因为铁制大门被推开的那一瞬间,他就闻到了一股浓烈的酒气。
快递员都想离远一点,免得到时候在路上被交警拦下来,查酒驾。
只见靠在门边的男人,大约五十来岁,跟街对头的男人一样,光着上半身,下面穿着一条洗得已经泛白的沙滩裤。
男人不高,也就一米六几的样子,皮肤被太阳晒得发黄。
本该是辛勤劳动人民的模样,可他凸起的将军肚,实在有些扎眼。
就连这出门拿快递的时间里,他手里都还抓着一瓶酒,灌了两口。
快递员不想久待,拿着了一个快递文件袋,“你是廖山本人?”
廖山上下扫了快递员几眼,“是啊。”
快递员将东西递给他,“这是你的快递,请签收一下。”
廖山头也不抬地应道,“快递?老子从来没有这玩意儿,你找错人了。”
快递员看了眼单据上的地址,复述了一遍,“是这个地址,没错,请你签个名字。”
廖山不耐烦地看了眼那薄薄的文件袋,“哪个龟儿子还会给老子寄东西,真是太阳打西边儿出来了。”
快递员扫了满口粗话的廖山一眼,忽然笑道,“是法院寄来的,我从没收到过法院寄来的东西,里面装着什么,只有你自己看了。

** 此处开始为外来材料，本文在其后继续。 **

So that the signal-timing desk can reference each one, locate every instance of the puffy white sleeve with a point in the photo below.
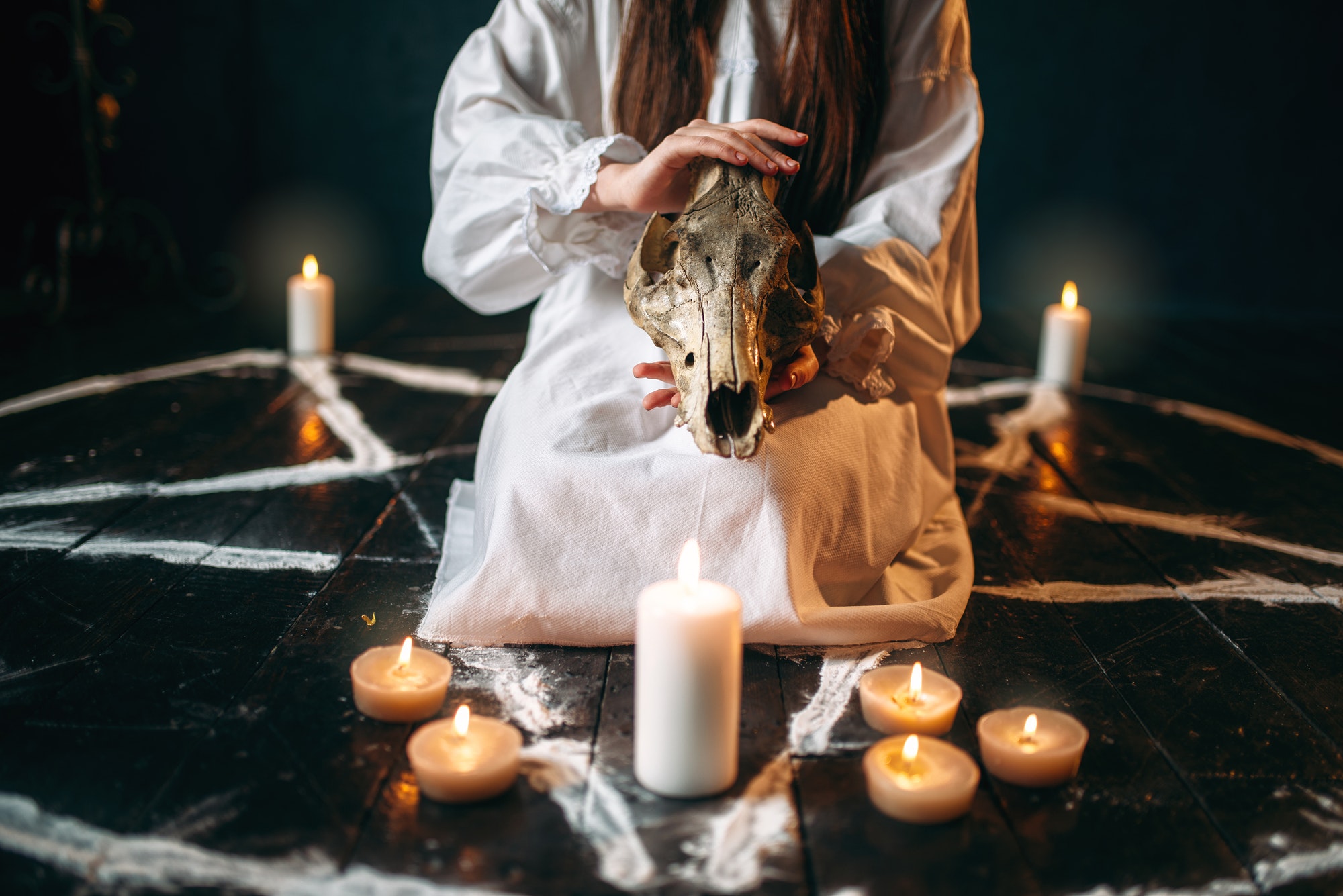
(516, 146)
(902, 271)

”
说完,快递员就把文件袋往廖山手里一塞,掉头就走了。
廖山没读过书,但活了这么久,大字还是认识自己的。
他翻过文件袋,仔细地辨认,寄件人地址果真是法院。
这……这是怎么回事?
廖山三五两下拆了快递,顿时一张薄薄的纸张掉落在地。
廖山捡了起来,第一眼就瞧见那硕红的法院公章,不像是骗子作假。
他一穷二白,哪个骗子会骗到他的头上?
脑子有毛病吧??
“老公,什么事情啊?”
身后,传来一个女人怯生生的询问。
“你问我,我TM问谁去?”
廖山烦躁地将酒瓶砸到了女人脚边,玻璃制作的酒瓶顿时四分五裂,酒液撒了一地,打湿了女人的裤子。
可女子瑟缩了一下身子,一个字都不敢多说。
屋内,一个大约四五岁的小男孩害怕地站在门板后,小心翼翼地探出脑袋,想要出去,但又畏惧。
女人回头看见了小男孩儿,顿时脸色一变,悄无声息地冲他摆摆手,示意他赶快进屋。
小男孩儿没动。
女人正准备将小男孩儿带回房间去的时候,站在门口的廖山忽然跟打了鸡血一样,怒气冲冲地走了过来。
一边走,嘴里还骂骂咧咧道,“妈的,我就知道你女儿是个赔钱货,读屁的书,早说了让她嫁人享福,还敢跑……你们都是贱货!”
女人看到男人这要打人的模样,两腿便开始发软。